Best-first expands nodes in desired order greedy, A*.
Heuristic function evaluates states h(n) is estimated cost from node n to the
goal.
Greedy search expands node that appears to be closer to the goal. Not complete
(loops), time/space exponential in depth of tree, not optimal.
A* - avoid expanding nodes that are already expensive. Evaluation is path cost
+ heuristic estimate.
An admissible heuristic always underestimates the actual cost. Gives optimal
solution. Complete, time exponential in heuristic error, space exponential in
depth of solution, optimal if heuristic admissible.
A* expands all nodes with f(n) < solution cost, some nodes with f(n) =
solution cost, no nodes with f(n) > solution cost.
A heuristic that dominates another (Both admissible) is always better.
Heuristics can be derived from exact solutions to a relaxed problem.
Iterative improvement path is irrelevant.
Use complete states for search.
Good for online as well as offline search.
Hill-climbing climbing Everest in a fog with amnesia.
Problems local maxima, shoulders, saddles.
Random-restart is trivially optimal.
Simulated annealing allows bad moves. Gradually decrease temperature to
zero gradually decreases number and size of bad moves.
Local beam search keep k best states choose randomly.
Genetic algorithms a stochastic beam search in which states mate using
crossover (representatiuon-dependant) and undergo random mutation. Only the
fittest states are used in the next generation.
State is defined a set of variables with assignments made
from a domain of values.
Goal test is a set of constraints defining allowed assignments of values to
variables.
Binary CSP constraints involve at most two variables.

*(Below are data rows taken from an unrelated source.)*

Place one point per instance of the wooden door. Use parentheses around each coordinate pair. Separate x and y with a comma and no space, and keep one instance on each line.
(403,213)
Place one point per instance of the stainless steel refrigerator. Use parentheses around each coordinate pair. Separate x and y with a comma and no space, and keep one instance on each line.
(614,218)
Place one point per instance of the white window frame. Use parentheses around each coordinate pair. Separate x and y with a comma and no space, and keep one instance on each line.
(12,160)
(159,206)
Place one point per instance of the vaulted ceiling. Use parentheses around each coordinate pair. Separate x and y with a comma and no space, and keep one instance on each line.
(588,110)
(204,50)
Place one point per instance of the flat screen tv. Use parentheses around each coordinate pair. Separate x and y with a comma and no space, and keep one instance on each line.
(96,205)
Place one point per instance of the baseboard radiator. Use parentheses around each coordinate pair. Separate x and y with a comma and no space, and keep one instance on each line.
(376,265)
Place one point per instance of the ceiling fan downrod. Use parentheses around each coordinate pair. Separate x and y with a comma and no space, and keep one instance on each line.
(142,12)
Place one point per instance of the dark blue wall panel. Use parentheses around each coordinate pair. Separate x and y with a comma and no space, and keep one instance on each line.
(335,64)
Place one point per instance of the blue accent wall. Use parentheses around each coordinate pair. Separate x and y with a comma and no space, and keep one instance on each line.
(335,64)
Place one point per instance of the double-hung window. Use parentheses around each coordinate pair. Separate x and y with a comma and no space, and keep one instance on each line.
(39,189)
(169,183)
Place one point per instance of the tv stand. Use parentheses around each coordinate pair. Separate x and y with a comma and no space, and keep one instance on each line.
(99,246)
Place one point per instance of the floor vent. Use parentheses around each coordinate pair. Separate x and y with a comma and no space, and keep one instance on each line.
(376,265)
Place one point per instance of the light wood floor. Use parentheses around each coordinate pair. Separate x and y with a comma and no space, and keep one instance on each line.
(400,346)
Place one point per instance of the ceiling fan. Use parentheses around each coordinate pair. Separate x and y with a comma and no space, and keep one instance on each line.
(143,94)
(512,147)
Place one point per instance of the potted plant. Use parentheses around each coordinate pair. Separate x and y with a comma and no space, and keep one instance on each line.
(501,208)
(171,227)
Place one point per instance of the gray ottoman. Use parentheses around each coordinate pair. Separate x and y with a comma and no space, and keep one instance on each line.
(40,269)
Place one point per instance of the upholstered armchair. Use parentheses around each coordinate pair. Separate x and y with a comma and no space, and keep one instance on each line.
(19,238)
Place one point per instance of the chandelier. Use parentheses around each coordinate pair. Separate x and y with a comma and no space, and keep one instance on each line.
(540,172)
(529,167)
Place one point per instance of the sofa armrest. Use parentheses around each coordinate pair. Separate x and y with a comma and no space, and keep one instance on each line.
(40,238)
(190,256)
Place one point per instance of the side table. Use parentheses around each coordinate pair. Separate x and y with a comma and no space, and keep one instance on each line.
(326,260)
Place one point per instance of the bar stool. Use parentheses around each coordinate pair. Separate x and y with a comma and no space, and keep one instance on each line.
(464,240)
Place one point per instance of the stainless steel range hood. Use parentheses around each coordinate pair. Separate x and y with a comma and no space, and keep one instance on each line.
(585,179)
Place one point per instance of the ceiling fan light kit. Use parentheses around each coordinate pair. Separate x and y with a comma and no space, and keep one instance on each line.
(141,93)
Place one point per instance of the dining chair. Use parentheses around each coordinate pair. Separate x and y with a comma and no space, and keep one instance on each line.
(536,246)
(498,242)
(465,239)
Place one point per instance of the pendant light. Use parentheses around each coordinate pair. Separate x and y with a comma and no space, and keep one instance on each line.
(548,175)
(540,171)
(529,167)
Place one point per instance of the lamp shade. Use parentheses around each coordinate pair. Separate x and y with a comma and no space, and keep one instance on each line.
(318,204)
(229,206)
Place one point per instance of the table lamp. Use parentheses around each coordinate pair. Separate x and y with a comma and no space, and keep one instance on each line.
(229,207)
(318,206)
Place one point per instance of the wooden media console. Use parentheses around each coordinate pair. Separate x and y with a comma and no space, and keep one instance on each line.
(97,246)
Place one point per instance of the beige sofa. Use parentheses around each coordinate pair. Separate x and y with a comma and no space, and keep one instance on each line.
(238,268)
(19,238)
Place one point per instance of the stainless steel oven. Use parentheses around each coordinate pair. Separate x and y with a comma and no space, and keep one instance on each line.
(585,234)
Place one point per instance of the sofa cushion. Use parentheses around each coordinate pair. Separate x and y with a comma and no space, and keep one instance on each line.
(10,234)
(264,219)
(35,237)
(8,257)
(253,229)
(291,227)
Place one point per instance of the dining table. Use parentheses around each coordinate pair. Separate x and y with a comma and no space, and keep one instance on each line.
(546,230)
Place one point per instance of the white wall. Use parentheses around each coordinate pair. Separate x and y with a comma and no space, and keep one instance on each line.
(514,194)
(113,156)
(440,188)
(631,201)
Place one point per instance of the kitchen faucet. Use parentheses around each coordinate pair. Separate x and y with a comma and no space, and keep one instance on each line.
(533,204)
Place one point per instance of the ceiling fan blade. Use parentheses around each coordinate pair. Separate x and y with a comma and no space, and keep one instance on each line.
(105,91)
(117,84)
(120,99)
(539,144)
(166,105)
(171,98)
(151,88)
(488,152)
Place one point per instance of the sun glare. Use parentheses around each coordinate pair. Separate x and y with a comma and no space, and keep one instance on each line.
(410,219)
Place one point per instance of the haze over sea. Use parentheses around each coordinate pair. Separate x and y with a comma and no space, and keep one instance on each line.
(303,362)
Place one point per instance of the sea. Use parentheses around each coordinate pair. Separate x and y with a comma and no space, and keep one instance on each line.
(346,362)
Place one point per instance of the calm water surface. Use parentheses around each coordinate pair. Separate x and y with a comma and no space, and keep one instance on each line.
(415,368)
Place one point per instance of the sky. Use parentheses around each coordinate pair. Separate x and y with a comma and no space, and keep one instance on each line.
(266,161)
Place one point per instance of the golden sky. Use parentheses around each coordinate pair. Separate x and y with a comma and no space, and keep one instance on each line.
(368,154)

Domains can be finite (map-coloring) or infinite (integer equations).
May need a constraint language for complex constraints.
Continuous variable problems can be solved if linear constraints.

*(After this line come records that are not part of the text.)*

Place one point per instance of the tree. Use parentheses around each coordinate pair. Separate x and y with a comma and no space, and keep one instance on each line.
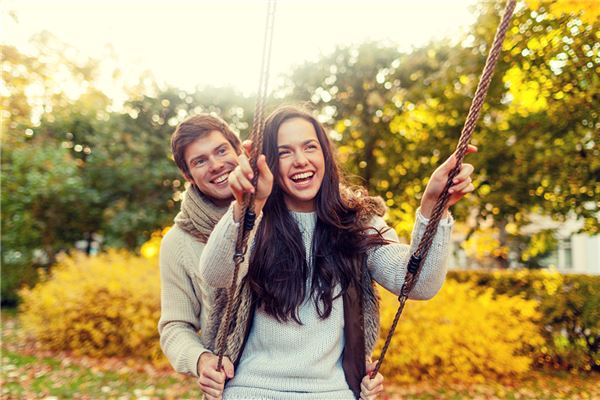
(396,116)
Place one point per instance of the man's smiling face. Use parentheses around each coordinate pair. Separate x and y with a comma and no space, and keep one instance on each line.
(210,159)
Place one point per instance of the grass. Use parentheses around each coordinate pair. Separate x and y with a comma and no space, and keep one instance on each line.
(28,373)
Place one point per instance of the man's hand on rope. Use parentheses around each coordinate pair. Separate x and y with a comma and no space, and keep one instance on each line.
(370,389)
(211,381)
(240,181)
(461,184)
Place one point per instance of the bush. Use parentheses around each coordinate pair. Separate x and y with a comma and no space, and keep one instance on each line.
(570,308)
(103,305)
(461,335)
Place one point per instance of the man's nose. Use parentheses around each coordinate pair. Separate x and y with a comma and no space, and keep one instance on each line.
(215,164)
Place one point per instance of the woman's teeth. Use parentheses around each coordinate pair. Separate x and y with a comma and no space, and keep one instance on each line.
(302,176)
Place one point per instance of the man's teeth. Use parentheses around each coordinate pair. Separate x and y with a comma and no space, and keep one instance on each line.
(221,178)
(303,175)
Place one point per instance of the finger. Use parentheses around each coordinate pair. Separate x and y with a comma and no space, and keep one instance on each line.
(471,149)
(469,189)
(378,380)
(245,166)
(244,182)
(263,168)
(211,374)
(370,366)
(236,188)
(247,146)
(460,187)
(210,391)
(228,367)
(449,163)
(368,384)
(465,171)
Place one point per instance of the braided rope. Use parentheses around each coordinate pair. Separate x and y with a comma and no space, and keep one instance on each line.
(417,258)
(248,214)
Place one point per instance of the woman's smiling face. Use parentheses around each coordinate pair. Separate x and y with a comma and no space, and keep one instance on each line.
(301,164)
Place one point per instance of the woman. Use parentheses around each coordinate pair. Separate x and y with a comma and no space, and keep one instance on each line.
(313,319)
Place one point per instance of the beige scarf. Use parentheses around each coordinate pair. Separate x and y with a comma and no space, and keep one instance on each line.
(198,215)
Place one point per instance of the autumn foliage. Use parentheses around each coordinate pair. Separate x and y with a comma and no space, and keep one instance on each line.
(487,326)
(461,335)
(103,305)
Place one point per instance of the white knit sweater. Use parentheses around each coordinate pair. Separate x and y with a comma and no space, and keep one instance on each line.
(292,361)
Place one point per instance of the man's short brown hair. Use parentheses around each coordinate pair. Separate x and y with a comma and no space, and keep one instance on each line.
(196,127)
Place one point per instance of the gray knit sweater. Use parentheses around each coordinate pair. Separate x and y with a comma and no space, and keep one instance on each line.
(292,361)
(185,302)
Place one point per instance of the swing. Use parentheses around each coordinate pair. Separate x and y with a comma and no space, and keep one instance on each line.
(417,258)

Search formulation start with empty assignment and choose next variable to
assign from among its domain values. Goal is complete assignment. Can use
depth-first search since solution depth is known usually a backtracking
search backtrack when a domain is empty.
Improvements Minimum Remaining Values choose variable with smallest domain
size (eliminating illegal values.) Degree heuristic choose variable with most
constraints on remaining variables. Least Constraining Value the one that
rules out most values in remaining variables. Forward checking eliminate
illegal values in unassigned variables. Constraint propagation repeatedly
enforce local constraints. Arc consistency make each arc consistent if a
variable loses a value, recheck its neighbors.
Some problems can be reduced to a tree-structured CSP solvable in quadratic
time.
Local search can use complete states with some constraints not met operators
reassign values.
Min-conflicts heuristic picks values that violate fewest constraints.
Deterministic versus chance. Perfect information versus
imperfect.
Most games are 2-player, zero-sum, with players alternating turns.
Perfect play for deterministic, perfect information games is
minimax choose move to a position with highest minimax value.
Minimax is complete in finite spaces, optimal against an optimal opponent, time
exponential in tree depth, space linear in depth if using depth-first search.
Branching factor can be large (35 in chess.)
Alpha-beta pruning doubles search depth.
Evaluation function is complex function of state variables linear weighted
sum of feature values.
Use a cutoff depth or evaluation function test to stop search in very deep
trees.
Behavior is unaffected by a monotonic transformation of eval function.
Chance nodes have branches determined by chance element
(dice, coin-toss.)
Expectiminimax gives perfect play.
Alpha-beta much less effective.
e.g. card games. Card deal is like one big dice
roll at the start of the game.
Intuition that value of an action is average of values in all possibilities is
wrong.
Instead with partial observability, value of an action depends on the information
state or belief state the agent is in search a tree of information states.